I have always had an intense interest in patents and the patent system. I am listed as an inventor on several, and have been called on to review many other patents. (No, they are no fun to read. If you have insomnia, this may be your best cure).

I just read a very interesting article: "Wolfe's Den: Mad Rush For Eneterprise 2.0 Patents" by Alexander Wolfe of InformationWeek. The author made this observation: 

Like any nascent technology, Enterprise 2.0 is still searching for its sweet spot. Right now, the first wave of adoption has seen heavy user uptake of wikis. But wikis are just the curtain-raiser, and a minor first act, at that. The main performance is the crop of serious, first-generation products currently rolling out from vendors such as Cisco, IBM, Jive Software, Microsoft, and SAP.

Which got me to thinking: Whenever a new area starts to take off -- before it hits the public consciousness, actually -- companies rush to lock up its intellectual-property underpinnings. This means patents.

Looking at patents is worthwhile, because they give a heads up on interesting developments which might lie down the road. They provide inferential insight into vendors' possible product plans, or, more correctly, the type of stuff they've been thinking about and the problems they've had to work to overcome.

Mr. Wolfe continue with a review of recent patents by the major players  ... an excellent article and I recommend. 

The real reason for this post is to consider the impact of our patent system on innovation. For about 200 years this system has served us well. It promoted innovation by rewarding the innovator with exclusive rights to intellectual property for a period of time. It also provided a path for the spread of new technology through disclosure. 

Today the system is in need a a major overhaul. It is burdened by it's own legacy and a mountain of bureaucracy. A few observations (my short list):

Patents take far too long to publish
When you are the inventor, this can work to your advantage as it allows you to keep your IP 'hidden' for a period of time. The implications of the slow system are well illustrated in the smart phones legal battles we witness in the news today.  In the rush to obtain exclusive rights to new IP, companies flood the patent office with new applications. The volume of patents further slows the process.  What happens next is that overlapping patents are granted. This sets in motion years of legal battles.

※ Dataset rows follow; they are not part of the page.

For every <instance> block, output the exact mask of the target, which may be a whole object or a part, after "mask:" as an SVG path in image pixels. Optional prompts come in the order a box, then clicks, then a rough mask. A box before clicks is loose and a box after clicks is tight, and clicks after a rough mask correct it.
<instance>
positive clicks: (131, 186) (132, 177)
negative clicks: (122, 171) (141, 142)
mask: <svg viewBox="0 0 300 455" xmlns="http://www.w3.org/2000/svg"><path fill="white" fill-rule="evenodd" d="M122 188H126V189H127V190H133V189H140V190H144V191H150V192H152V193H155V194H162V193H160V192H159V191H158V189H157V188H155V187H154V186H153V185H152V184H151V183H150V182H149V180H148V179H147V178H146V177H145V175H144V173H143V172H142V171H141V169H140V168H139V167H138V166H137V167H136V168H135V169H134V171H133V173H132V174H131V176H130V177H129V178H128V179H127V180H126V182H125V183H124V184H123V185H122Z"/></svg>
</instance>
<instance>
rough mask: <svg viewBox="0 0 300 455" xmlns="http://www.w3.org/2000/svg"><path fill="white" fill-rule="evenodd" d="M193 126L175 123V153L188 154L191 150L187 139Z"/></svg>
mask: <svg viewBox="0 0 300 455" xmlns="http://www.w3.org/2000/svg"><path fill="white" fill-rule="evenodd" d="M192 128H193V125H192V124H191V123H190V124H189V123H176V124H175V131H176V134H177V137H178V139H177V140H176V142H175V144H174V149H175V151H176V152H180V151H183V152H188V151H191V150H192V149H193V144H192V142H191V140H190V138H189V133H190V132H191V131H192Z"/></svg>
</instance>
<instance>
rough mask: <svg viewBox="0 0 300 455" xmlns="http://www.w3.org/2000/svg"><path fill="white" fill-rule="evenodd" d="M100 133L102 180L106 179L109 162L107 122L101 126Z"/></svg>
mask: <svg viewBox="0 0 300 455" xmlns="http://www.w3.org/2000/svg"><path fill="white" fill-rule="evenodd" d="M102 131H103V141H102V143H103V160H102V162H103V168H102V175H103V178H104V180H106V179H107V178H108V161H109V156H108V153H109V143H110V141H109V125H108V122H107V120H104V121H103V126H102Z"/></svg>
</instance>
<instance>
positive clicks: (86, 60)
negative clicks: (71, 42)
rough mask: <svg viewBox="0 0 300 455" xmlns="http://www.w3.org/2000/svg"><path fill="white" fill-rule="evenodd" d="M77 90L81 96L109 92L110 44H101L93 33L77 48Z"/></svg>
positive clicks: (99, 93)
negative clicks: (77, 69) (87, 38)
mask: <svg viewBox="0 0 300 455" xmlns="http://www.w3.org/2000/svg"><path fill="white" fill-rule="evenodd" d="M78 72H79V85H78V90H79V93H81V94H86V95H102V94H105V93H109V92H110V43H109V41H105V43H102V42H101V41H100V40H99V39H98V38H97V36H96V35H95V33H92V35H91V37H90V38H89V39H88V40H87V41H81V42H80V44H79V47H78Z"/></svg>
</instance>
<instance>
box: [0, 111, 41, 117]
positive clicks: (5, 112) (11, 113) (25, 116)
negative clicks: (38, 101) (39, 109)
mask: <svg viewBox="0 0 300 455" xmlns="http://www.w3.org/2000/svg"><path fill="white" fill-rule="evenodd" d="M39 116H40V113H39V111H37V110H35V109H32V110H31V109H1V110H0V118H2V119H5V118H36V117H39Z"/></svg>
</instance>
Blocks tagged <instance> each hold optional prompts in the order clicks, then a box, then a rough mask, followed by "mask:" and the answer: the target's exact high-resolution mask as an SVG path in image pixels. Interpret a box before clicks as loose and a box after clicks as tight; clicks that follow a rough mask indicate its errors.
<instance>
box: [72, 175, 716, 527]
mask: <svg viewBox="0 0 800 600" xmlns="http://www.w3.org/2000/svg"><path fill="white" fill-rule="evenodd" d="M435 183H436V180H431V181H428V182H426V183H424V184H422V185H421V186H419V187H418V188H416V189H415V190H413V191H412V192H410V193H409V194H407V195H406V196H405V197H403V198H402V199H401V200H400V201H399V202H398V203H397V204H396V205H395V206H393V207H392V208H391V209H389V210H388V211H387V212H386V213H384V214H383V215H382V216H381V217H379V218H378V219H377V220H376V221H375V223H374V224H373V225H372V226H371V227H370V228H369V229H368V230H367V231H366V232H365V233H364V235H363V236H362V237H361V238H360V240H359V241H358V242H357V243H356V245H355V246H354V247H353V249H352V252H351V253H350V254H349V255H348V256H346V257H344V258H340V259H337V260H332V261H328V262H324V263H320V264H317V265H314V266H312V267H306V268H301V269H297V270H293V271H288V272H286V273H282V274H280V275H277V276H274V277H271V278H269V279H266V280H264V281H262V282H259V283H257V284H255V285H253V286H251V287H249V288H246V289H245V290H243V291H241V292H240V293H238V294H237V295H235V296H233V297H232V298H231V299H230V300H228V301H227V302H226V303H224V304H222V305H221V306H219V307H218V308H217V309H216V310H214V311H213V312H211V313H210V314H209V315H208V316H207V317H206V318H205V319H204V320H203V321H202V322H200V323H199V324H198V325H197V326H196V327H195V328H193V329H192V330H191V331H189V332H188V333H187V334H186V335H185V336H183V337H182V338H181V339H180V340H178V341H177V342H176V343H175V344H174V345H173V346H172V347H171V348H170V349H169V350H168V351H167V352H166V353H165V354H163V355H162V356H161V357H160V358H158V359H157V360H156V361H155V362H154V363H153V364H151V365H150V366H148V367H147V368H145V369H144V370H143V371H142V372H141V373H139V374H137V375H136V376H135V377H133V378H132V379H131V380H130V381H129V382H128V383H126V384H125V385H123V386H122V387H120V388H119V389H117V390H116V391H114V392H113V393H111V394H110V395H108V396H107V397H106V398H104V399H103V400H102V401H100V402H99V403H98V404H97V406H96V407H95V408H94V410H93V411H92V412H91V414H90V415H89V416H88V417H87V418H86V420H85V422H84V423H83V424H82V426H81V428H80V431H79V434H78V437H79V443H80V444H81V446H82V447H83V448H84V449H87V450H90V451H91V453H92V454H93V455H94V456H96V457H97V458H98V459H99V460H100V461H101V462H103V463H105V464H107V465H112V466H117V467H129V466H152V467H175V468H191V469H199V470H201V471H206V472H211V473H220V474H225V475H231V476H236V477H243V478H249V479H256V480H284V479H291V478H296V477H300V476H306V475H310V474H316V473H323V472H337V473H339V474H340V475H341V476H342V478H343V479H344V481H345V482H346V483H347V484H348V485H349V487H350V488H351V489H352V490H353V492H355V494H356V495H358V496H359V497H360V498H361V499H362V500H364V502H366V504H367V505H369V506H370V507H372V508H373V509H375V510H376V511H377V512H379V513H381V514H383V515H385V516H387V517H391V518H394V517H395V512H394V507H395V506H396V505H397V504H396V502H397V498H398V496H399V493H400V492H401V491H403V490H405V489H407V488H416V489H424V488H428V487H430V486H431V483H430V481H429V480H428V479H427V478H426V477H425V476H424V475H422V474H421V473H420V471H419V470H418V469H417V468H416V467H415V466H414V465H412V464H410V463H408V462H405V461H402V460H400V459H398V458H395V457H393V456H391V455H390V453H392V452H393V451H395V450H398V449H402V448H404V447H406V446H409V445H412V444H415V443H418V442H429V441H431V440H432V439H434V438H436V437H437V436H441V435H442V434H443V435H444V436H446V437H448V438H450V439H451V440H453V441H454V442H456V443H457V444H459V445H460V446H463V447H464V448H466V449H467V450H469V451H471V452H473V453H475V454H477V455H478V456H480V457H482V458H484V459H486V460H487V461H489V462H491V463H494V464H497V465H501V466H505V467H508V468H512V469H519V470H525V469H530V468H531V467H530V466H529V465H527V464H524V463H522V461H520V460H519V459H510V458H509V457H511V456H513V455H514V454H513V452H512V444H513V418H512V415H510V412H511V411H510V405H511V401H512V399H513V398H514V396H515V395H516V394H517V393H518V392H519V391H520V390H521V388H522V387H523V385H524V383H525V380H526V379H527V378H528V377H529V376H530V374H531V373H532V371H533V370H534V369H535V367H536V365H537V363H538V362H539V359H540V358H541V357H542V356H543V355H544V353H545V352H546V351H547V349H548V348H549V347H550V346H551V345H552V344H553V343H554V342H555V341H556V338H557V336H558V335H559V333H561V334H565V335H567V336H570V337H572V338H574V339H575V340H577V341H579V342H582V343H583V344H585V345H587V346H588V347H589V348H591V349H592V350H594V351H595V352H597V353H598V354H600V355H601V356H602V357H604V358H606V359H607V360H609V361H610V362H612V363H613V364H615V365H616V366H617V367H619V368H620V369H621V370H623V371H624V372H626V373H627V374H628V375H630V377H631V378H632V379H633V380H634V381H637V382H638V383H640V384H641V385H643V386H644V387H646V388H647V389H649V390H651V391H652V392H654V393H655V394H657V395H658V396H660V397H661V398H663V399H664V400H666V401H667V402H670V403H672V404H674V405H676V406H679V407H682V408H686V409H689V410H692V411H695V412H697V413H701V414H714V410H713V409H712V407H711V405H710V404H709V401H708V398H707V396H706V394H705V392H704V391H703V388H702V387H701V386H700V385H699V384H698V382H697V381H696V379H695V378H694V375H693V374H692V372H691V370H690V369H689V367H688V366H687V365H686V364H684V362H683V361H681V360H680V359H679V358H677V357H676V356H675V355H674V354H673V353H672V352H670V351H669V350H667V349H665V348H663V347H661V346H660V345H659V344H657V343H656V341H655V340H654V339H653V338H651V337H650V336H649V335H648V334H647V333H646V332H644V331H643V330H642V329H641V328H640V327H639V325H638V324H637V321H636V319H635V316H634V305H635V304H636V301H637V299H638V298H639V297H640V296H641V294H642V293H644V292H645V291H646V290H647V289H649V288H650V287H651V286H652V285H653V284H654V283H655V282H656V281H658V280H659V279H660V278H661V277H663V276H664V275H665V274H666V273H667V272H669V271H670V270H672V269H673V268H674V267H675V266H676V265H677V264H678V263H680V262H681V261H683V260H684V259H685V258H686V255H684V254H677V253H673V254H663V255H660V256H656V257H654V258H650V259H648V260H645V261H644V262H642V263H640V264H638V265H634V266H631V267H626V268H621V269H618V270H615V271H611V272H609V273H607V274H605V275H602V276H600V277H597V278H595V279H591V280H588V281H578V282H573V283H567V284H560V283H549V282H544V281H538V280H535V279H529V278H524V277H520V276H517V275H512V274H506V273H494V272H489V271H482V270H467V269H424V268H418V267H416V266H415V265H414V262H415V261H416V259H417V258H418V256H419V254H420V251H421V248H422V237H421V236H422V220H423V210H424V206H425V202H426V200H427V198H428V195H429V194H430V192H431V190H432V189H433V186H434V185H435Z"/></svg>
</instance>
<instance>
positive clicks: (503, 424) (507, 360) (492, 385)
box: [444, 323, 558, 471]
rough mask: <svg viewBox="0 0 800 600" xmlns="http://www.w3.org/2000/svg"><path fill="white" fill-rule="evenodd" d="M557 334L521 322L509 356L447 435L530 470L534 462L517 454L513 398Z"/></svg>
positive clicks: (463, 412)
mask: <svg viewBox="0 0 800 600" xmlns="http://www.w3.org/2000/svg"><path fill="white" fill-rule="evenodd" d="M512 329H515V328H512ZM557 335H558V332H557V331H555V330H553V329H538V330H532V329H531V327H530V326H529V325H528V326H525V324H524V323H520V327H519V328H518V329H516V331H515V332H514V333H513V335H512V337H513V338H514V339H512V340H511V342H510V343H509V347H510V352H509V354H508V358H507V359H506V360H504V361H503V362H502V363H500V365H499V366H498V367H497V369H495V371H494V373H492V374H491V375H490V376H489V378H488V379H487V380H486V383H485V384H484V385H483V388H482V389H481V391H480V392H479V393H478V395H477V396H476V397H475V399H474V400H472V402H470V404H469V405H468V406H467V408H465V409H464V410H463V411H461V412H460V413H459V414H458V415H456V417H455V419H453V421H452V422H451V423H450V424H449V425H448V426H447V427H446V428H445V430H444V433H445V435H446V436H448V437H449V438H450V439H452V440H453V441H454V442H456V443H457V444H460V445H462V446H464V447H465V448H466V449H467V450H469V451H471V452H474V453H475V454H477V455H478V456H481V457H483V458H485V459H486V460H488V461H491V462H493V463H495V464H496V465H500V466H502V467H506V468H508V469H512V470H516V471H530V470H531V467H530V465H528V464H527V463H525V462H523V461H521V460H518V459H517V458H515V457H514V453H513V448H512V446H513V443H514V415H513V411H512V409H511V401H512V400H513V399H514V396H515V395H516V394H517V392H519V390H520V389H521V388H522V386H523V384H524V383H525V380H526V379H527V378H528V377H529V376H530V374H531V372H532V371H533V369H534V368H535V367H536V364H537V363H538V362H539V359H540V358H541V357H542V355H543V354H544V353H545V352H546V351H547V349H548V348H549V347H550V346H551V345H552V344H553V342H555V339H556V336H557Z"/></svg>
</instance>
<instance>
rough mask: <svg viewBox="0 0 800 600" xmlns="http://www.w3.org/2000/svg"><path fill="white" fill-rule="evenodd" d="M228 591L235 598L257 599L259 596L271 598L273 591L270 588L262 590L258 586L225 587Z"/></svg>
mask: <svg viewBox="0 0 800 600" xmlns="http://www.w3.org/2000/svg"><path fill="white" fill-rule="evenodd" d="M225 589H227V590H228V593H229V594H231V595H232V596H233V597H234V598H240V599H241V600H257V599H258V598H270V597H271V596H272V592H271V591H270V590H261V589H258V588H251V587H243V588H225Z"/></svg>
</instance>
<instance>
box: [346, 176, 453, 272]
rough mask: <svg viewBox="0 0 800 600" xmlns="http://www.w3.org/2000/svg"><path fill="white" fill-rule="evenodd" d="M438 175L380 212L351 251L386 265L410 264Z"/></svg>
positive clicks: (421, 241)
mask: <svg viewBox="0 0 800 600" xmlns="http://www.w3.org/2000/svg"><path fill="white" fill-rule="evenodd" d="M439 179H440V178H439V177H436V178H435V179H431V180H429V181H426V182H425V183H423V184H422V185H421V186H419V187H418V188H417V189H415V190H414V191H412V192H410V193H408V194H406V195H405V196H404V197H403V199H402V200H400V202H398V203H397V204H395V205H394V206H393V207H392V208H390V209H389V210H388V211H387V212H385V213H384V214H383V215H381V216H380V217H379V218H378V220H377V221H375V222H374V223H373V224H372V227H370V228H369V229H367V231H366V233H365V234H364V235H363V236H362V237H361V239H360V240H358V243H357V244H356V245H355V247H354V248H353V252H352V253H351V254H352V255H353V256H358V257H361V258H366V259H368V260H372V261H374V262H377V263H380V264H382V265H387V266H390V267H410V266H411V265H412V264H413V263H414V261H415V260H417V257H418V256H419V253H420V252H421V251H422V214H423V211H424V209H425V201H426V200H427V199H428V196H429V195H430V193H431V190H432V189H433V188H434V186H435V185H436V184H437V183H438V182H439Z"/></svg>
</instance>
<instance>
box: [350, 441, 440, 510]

What is an innovation anyway? 
I have read hundreds of patents. I often walk away asking myself, "Is this really an invention".  Applying known science to new applications seems obvious, but in today's system, this results in a patent. One test for patentability is that it is not suppose to be "obvious to those skilled in the art." A quick note: A very large percentage of patents that are in the system have never been used.  I have heard numbers as high as 95%.

Patent Trolls
A patent troll is a holding company that owns a portfolio of patents. These companies exist for one reason: to build this portfolio, and then to sue others for infringement. Some argue that these organizations have value. I feel that they are destructive. They do nothing to innovate or spread innovation. I argue that they exist because the system is flawed. The are a symptom of the problem.

The patent system is in need of an overhaul. I am not sure anyone in the position to deal with it has the passion or energy to deal with it. It is in need of radical simplification, faster processing and patent rules that encouage real innovation. What do you think?